We have now gone a step further. We have joined together with
the International Fund for Animal Welfare (IFAW), which has set
up a tax-deductible account on our behalf. All donations will
be channeled through this account and all monies spent will go
towards projects identified by our guests and ourselves. This
way we ensure that 100% of our money goes where we want it to
go. What is unique about this set up is that none of our funds
go towards administration costs. Already projects are underway
and some have been completed. If you would like to know more about
the projects I would be happy to write to you.
I mentioned in our news last year that we were
taking on a 15-year lease on approximately 75,000 hectares in
northern Kenya. Namunyak – “the blessed place”
– is situated a couple of hours north of the Samburu and
Shaba Game Reserves and is owned by Samburu. The area includes
a sizeable portion of the forested Mathews Range as well as the
distinctive northern landmark, Ololokwe “Half Dome”.
Many of you will remember it from safaris up north - a sheer rock
face rising out of the dry earth dominating the landscape. This
is truly wild country. Initially we had planned to rebuild the
existing lodge, “Sarara”, however it has been decided
that it would be more beneficial to the community if we concentrate
on assisting with the land and wildlife management and let them
continue to run the lodge.
Our long time concession area in Amboseli is reaping
new benefits. Our well-established relationship with the Maasai
is bringing positive change and it looks like they may agree to
keep domestic animal herds out of the area that we lease. Some
of you have met James Ole Kamete who is instrumental in bringing
in the changes. Hopefully some of the funds that have been generously
donated will go towards providing water outside this area, as
it is a major reason the cattle come in. To protect the whole
of the Amboseli basin we will be training rangers as part of a
project in conjunction with all the safari companies that use
Amboseli.
And so to finish up with a James Bond moment!
Jamey and I joined Ninian and Tim on safari for New Year and we
experienced huge rainstorms for several days. With rivers rising,
cars getting stuck and vast expanses of land turning into lakes
it was an epic trip! It was a safari on which Ninian felt extremely
grateful for every piece of equipment he carries in his car. On
the final morning we set off for the airstrip. Two of the guests
were leaving on an international flight home that morning and
we were taking them to catch their Nairobi bound charter. Battling
through mud we got to the river to find it 8 feet higher than
usual. The only dry airstrip was on the other side and there was
no way to cross. Now, in the old days this would have been a disaster.

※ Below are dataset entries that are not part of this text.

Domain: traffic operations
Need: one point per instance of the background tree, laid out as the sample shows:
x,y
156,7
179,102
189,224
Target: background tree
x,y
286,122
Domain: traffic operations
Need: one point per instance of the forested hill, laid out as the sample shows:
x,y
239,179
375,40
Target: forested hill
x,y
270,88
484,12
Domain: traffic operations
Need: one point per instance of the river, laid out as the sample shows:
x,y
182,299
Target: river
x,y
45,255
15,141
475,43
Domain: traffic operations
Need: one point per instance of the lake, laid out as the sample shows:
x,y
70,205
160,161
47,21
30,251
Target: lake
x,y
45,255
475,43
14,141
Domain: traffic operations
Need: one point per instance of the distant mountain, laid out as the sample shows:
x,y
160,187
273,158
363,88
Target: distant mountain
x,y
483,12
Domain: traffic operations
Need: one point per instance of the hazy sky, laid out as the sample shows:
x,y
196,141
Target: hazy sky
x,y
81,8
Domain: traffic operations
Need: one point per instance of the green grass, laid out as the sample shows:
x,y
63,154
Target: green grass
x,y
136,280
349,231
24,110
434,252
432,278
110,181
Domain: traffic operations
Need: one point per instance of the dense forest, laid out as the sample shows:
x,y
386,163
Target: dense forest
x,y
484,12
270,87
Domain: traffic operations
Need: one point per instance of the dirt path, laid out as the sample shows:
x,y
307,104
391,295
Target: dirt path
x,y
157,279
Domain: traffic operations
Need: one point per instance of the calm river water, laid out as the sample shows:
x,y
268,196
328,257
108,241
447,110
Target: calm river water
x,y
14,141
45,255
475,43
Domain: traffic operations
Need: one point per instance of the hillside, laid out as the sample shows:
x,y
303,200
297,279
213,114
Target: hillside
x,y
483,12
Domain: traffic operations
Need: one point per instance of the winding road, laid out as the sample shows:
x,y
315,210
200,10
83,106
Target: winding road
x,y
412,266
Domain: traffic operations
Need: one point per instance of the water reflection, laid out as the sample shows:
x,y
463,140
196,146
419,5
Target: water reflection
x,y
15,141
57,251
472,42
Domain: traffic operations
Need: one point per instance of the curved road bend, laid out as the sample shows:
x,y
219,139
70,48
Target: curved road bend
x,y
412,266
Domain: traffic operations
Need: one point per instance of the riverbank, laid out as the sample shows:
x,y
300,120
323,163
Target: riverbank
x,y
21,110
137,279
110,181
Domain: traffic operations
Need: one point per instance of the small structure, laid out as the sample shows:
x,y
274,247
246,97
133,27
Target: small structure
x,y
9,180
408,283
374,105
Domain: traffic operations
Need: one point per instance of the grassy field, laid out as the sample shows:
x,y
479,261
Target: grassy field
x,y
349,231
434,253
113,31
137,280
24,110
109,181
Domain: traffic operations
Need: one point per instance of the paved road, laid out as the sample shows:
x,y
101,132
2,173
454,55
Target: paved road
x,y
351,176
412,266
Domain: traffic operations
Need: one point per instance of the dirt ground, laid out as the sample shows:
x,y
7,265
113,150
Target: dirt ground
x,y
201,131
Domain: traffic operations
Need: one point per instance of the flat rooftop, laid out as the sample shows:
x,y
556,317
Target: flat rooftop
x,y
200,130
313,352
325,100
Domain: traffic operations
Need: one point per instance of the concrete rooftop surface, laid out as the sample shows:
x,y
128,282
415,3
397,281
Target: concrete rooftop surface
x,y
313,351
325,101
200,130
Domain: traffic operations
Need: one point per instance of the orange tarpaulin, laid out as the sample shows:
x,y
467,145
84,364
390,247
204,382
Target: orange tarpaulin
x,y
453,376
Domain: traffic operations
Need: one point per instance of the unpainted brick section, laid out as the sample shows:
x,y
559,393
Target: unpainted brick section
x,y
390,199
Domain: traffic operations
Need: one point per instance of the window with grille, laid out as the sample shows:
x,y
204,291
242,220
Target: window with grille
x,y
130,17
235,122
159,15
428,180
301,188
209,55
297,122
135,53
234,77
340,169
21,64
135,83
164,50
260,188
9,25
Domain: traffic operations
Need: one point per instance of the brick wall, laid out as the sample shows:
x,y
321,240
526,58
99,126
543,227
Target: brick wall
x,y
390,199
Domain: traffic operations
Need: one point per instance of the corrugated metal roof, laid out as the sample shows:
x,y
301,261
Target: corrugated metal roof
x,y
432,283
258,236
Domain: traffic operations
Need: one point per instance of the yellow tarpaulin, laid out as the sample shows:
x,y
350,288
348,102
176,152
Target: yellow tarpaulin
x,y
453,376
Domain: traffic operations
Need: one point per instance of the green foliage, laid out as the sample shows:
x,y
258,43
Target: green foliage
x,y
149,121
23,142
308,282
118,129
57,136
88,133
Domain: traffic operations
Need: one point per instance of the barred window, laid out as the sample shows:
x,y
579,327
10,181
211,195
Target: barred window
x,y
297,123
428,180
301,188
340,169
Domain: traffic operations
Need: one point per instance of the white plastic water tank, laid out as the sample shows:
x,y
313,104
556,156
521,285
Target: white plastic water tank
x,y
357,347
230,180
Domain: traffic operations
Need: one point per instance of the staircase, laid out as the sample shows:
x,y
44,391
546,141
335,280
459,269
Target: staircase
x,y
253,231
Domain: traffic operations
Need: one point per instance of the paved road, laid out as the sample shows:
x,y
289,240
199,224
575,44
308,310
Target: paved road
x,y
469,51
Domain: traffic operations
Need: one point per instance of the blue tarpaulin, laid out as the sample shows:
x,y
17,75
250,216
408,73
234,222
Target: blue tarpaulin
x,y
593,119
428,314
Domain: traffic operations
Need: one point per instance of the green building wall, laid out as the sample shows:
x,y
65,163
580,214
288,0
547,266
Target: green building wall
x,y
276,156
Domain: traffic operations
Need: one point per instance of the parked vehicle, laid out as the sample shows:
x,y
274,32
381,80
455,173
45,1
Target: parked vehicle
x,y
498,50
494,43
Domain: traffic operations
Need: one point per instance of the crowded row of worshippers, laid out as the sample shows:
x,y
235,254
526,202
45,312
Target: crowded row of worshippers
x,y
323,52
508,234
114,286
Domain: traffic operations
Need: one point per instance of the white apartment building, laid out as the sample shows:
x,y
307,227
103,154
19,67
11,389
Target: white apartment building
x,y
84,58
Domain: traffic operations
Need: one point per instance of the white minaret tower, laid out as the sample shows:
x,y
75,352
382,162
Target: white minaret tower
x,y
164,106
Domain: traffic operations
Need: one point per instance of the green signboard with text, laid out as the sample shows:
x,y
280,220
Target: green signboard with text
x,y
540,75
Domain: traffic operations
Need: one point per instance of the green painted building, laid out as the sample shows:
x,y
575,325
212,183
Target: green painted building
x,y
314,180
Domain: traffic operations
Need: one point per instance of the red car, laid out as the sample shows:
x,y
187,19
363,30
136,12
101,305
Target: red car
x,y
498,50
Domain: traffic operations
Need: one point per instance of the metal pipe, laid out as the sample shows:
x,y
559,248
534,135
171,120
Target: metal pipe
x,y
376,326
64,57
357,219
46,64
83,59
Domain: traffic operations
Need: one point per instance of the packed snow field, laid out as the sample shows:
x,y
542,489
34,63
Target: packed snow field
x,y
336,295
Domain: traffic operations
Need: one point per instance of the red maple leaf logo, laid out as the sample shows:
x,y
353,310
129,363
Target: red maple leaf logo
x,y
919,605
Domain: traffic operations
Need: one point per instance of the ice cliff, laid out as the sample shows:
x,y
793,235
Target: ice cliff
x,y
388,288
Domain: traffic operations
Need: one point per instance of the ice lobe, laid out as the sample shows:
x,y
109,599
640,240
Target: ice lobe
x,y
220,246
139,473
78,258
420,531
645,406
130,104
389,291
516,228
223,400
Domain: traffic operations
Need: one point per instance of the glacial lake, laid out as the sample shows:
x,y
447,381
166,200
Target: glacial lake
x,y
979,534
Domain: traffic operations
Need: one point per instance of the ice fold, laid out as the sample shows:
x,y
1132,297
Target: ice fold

We would have sat by that river and patiently waited for the floodwaters
to subside. The flight to Europe would have been missed; Mother
Nature has a humbling habit of ignoring our timetables. BUT we
are in the 21st century now! Out came the Sat phone, up went the
whip aerial, the GPS flashed up our coordinates and within 45
minutes a helicopter was settling on the one dry patch for miles
around right by the raging river. Our guests made their flight,
while the rest of us sat and enjoyed the scenery and watched the
river go down, sipping hot coffee.
As always each trip produces its own stories.
The surprises we can never convey in an itinerary are all part
of the adventure. Every time a new group comes on safari, a new
chemistry is produced and magical things happen. We look forward
to seeing you on safari for more adventures and fun.